Camden People’s Theatre

A Haunted Existence

A Haunted Existence

Camden People’s Theatre

Reviewed – 2nd October 2019

★★★★

 

“It is a work of exquisite, tender beauty. A unique evening at the theatre.”

 

Camden People’s Theatre is an intimate venue. The theatre itself holds 60 people, and the pre-show meeting space is not unlike a little tea room, cosy and informal. It always seems slightly out of time, and set apart from 21st century London. Tom Marshman couldn’t have chosen a more appropriate place to stage his deeply touching and beautifully crafted piece of theatre, created in response to a piece of 1950s British queer history.

Marshman makes it clear from the outset that he is a storyteller. There is no ‘acting’ here; instead he talks to us, lip syncs, shows us images, plays us records and reads us letters, all of which serve the story that he wants to share. In 1953, a young gay man – Geoffrey Patrick Williamson – made sexual overtures to an older man on a railway train. This older man turned out to be a Railway Officer in plain clothes, and their encounter led to a court case, as a result of which 17 men were arrested, and nine sent to prison.

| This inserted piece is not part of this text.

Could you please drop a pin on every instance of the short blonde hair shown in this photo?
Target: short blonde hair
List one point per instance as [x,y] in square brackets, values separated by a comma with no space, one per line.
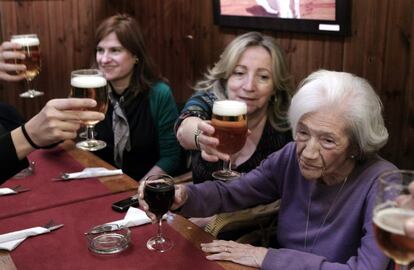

Marshman has researched the men involved in this case and the show is the result of his discoveries. Research of this kind can seem a rather dry and dusty pursuit; academic and removed from the emotional world. Nothing could be further from the truth here. Tom Marshman’s work is infused with tenderness. He handles these men’s stories with the greatest love and care, and there is a gentleness inherent in his movement on stage, and in the perfectly chosen 1950s records that he plays that provide his musical score. This is no nostalgic comfort-zone however. Although there are some happy endings, the persecution of these men destroyed lives, and also led to a suicide. Their treatment was brutal; the facts speak for themselves.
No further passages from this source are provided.